North Carolina Tar Heels
| Player | Pos | FGM | FGA | FTM | FTA | Reb | Ast | Blk | Stl | PF | Pts |
| Jimmy Black | G | 1 | 4 | 2 | 2 | 3 | 7 | 2 | 0 | 1 | 4 |
| Jim Braddock | G | 0 | 0 | 0 | 0 | 0 | 1 | 1 | 0 | 0 | 0 |
| Chris Brust | F/C | 0 | 0 | 1 | 2 | 1 | 1 | 1 | 0 | 0 | 1 |
| Matt Doherty | F | 1 | 3 | 2 | 3 | 3 | 1 | 0 | 0 | 0 | 4 |
| Michael Jordan | G | 7 | 13 | 2 | 2 | 9 | 2 | 2 | 0 | 2 | 16 |
| Sam Perkins | F/C | 3 | 7 | 4 | 6 | 7 | 1 | 2 | 1 | 0 | 10 |
| Buzz Peterson | G | 0 | 3 | 0 | 0 | 1 | 1 | 0 | 0 | 1 | 0 |
| James Worthy | F | 13 | 17 | 2 | 7 | 4 | 0 | 3 | 0 | 3 | 28 |
| Team totals |  | 25 | 47 | 13 | 22 | 30 | 14 | 11 | 1 | 7 | 63 |
Reference:

==Aftermath==

His Airness. MJ. Air Jordan. Before Michael Jordan was any of these things, before he was the most recognizable athlete in the world, he was Mike Jordan, the freshman for North Carolina. Then he hit a game-winning shot in the 1982 national championship game, and Mike became Michael Jordan, who became all of the above.
— Powell Latimer in the Daily Tar Heel before Jordan's 2009 Hall of Fame induction

North Carolina's James Worthy was named the NCAA tournament's Most Outstanding Player for his performance during the course of the tournament. Along with that honor, Worthy and Eric Floyd were both named Consensus First-team All-Americans for the 1981-82 season, while Tar Heel Sam Perkins was a Consensus Second-team All-American. Despite losing the game, John Thompson was given the United States Basketball Writers Association's Coach of the Year.

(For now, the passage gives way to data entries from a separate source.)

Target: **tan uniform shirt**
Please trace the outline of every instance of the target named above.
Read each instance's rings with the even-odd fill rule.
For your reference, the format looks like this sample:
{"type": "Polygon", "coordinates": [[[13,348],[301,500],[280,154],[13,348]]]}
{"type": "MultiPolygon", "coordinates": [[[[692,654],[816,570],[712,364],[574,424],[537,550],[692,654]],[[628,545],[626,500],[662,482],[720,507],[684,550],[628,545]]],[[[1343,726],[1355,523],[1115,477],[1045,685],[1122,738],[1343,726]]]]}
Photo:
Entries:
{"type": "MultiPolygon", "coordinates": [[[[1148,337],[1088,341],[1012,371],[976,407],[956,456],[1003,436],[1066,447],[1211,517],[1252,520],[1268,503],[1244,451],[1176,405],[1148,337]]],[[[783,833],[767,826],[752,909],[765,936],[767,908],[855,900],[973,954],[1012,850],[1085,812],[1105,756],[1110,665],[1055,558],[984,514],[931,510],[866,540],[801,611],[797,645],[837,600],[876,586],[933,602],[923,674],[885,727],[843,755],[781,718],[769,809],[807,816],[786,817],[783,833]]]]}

Following the victory, Coach Smith received thousands of letters including the likes of boxer Sugar Ray Leonard and President of the United States Ronald Reagan, the latter of which invited the team to the White House. Smith's secretary Linda Woods told reporters that "[Smith] answers everything" and stated that they were "2,000 letters behind in our correspondance." The visit to the White House was declined as the travel fares were not included.

In the days leading up to the national championship game, North Carolina head coach Dean Smith was a focal point of the media over his record in national championship games. Smith had coached the North Carolina Tar Heels to six Final Fours and three national title games before the 1981–82 season, all of which resulted in the Tar Heels failing to win the tournament. Due to these losses, Smith had earned a reputation for not being able to win the "big game." When coach Smith won the national championship game against Georgetown, he silenced those who had criticized him before the game. Before retiring, coach Smith led the Tar Heels to one more national title victory in 1993.

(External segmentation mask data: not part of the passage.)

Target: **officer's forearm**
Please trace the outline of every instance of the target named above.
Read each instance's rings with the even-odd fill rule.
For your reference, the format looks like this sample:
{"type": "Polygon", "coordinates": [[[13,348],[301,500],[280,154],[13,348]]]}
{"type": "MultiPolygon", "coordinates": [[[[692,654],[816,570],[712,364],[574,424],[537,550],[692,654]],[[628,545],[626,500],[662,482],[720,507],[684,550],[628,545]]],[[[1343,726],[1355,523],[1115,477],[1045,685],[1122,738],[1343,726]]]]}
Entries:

The Georgetown Hoyas returned to the national championship game in 1984, where they faced off against the Houston Cougars and won 84-75. It was the first NCAA men's basketball national championship that Georgetown had won, along with the first that Thompson had won as head coach. Thompson embracing Brown in celebration after he ceremonially took each starter out of the game to give the bench players time in the championship game became an enduring image, as Thompson had had to console Brown after he had crucially thrown it away to Worthy in 1982. The following year, they again made it back to the national title game. This time, however, they lost to the eighth-seeded conference rival Villanova Wildcats.

The game featured two future National Players of the Year in Jordan and Ewing. The Sporting News named Jordan Player of the Year for the 1982–83 season. The following year, Jordan was the consensus National Player of the Year for the 1983–84 season, winning each of the player of the year awards that were given out. Ewing won four National Player of the Year awards for his efforts during the 1984–85 season. In addition, Worthy (2003), Ewing (2008), and Jordan (2009) were all enshrined in the Naismith Memorial Basketball Hall of Fame after illustrious NBA careers with the Los Angeles Lakers, New York Knicks and Chicago Bulls respectively including 9 NBA championships and were also all named to the NBA's 50 Greatest Players list in 1996 marking the league's 50th anniversary.